8.2.5.1. Inländische Zeugnisse

150

Bei Zeugnissen nach § 14 TP 14 GebG (siehe Rz 358 ff) entsteht die Gebührenschuld im Zeitpunkt der Unterzeichnung oder im Zeitpunkt der Hinausgabe. Dies gilt auch für die Sondertatbestände eines Zeugnisses, nämlich den Abschriften nach § 14 TP 1 GebG (siehe Rz 182 ff) und den Auszügen nach § 14 TP 4 GebG (siehe Rz 242 ff).

8.2.5.2. Ausländische Zeugnisse

151

Bei Zeugnissen, die von ausländischen Behörden oder ausländischen Gerichten ausgestellt worden sind, entsteht die Gebührenschuld, sobald von ihnen im Inland ein amtlicher Gebrauch gemacht wird (siehe Rz 109 ff), auch wenn sie nur in beglaubigter oder unbeglaubigter Abschrift verwendet werden. Bei im Ausland beglaubigten Abschriften entsteht die Gebührenschuld gemäß § 11 Abs. 1 Z 5 GebG mit dem amtlichen Gebrauch im Inland.

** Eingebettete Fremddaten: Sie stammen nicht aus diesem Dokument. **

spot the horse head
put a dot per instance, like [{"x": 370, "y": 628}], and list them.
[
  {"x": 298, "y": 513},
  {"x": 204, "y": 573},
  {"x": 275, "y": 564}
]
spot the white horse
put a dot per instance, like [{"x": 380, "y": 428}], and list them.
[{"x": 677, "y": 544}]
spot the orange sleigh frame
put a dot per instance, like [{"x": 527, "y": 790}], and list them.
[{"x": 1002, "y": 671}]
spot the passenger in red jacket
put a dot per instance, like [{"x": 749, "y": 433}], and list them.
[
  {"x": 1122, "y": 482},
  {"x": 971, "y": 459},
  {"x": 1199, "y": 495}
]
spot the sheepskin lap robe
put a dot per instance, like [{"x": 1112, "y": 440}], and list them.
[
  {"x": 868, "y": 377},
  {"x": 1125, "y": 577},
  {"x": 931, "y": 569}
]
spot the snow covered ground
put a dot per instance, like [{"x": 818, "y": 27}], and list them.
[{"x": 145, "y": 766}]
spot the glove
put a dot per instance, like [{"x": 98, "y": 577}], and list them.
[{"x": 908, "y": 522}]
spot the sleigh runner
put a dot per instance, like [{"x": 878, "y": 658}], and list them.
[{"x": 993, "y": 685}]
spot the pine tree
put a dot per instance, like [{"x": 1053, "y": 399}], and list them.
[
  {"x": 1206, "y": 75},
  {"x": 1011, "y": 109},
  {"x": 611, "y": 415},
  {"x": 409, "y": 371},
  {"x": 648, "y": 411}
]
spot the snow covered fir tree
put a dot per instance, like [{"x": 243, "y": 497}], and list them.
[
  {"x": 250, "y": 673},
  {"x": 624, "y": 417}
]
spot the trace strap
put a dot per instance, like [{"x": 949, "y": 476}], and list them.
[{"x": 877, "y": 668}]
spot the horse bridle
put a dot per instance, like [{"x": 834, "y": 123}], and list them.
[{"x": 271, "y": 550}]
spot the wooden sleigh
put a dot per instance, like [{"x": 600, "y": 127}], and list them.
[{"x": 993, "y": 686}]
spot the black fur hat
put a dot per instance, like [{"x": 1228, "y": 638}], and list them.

8.2.6. Unterschriftsbeglaubigungen

152

Die Gebührenschuld bei Unterschriftsbeglaubigungen (siehe Rz 350 ff) entsteht im Zeitpunkt der Unterzeichnung durch die Urkundsperson. Wurde die Unterschriftsbeglaubigung durch eine vergleichbare ausländische Urkundsperson vorgenommen, entsteht die Gebührenschuld, sobald im Inland ein amtlicher Gebrauch (siehe Rz 109 ff) gemacht wird.